A series of axial enhanced CT images of a patient with THA. Images were reconstructed as CI, CIMAR, and VMIMAR at 50–120 keV with 10 intervals (window center 60 HU; window width 360 HU). Images show the metal artifact is gradually reducing with increasing energy level; however, the vascular visualization is worsening. The vascular visualization is terrible above 100 keV, while the vessel is disturbed by artifacts below 70 keV. The best performance is found at 80 keV

Fig. 5
figure 5

A series of post-processing CTA images of the same patient. 3D volume rendering (VR) (a), 3D VR without bone (b), maximum intensity projection (MIP) without bone (c), curved plannar reconstruction (CPR) (d, e), and slab MIP (f) images of the same patient on VMIMAR at 80 keV. Images show most artifacts are removed and the vessel is slightly affected with acceptable vascular attenuation and sharp vascular contour

The benefits of O-MAR technique in metal artifact reduction have been reported [17, 18, 39, 40]. In our study, CIMAR also provides relatively satisfactory both reduced metal artifacts and improved vascular visualization. Previous studies have found there were similar absolute attenuation and quality between the degree of enhancement and metal artifact reduction comparing 70-keV VMI to conventional 120-kVp CT [41, 42]. Compared with conventional polychromatic images, VMI has lower noise, higher contrast-to-noise ratio, and can reduce beam hardening artifacts and improve the accuracy of CT numbers [43, 44]. In this study, VMIMAR 80 keV was superior to CIMAR in terms of metal artifact reduction and vascular visualization, which was consistent with previous studies [43, 44].

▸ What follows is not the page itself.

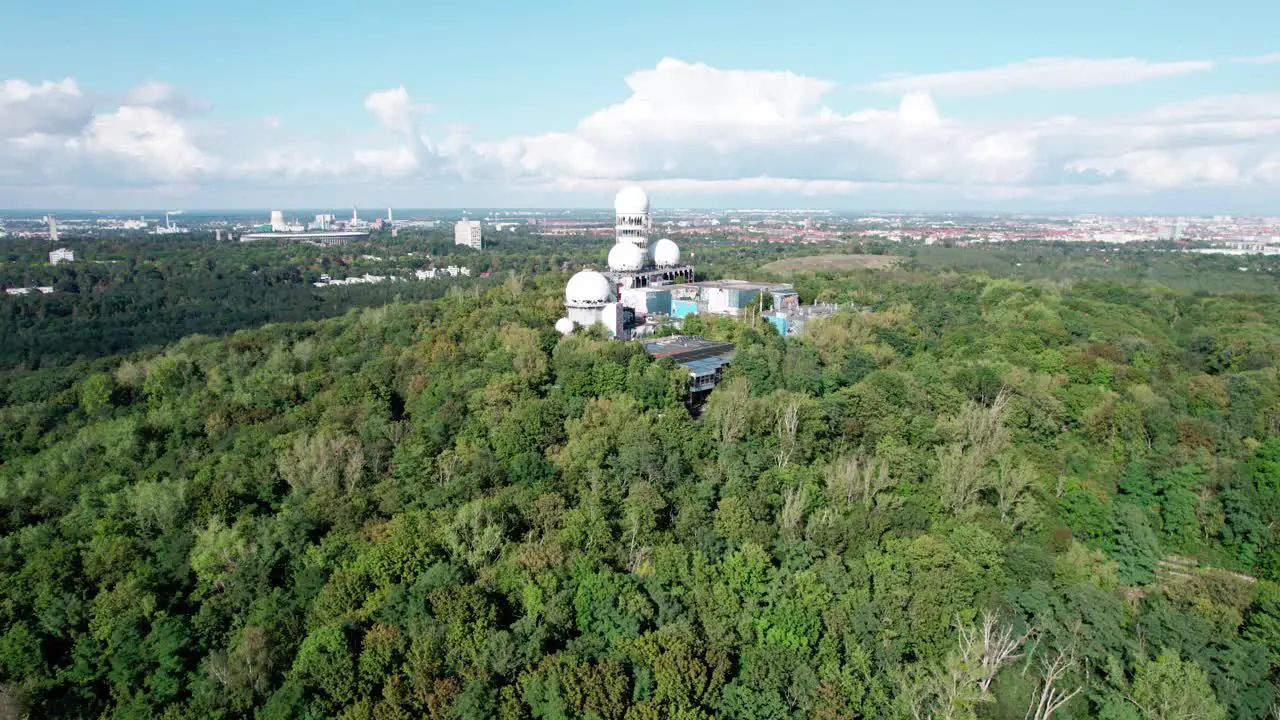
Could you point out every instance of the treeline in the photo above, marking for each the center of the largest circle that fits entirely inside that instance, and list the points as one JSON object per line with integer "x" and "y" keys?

This study has several limitations. First, the study population and number of THA are relatively small and our results should be confirmed in larger patient populations. Second, quantitative measurements and subjective assessment were all operated manually on the preselected axial images, and the vessels were probably disturbed by the metal artifact. This may confer a certain degree of measurement error. Third, the results only apply to the same CT scanner’s hardware and software configuration. It still needs to further verify if the recommended parameter in our study is also suitable for other devices.

In summary, our results demonstrate that VMI combined with O-MAR using appropriate parameters can provide both reduced metal artifacts and improved vascular visualization. 80 keV on VMIMAR can be an optimal energy level and equilibrium point to give both considerations and is recommended for routine use in the assessment of periprosthetic vasculature of THA patients and CTA of lower extremities in patients with THA.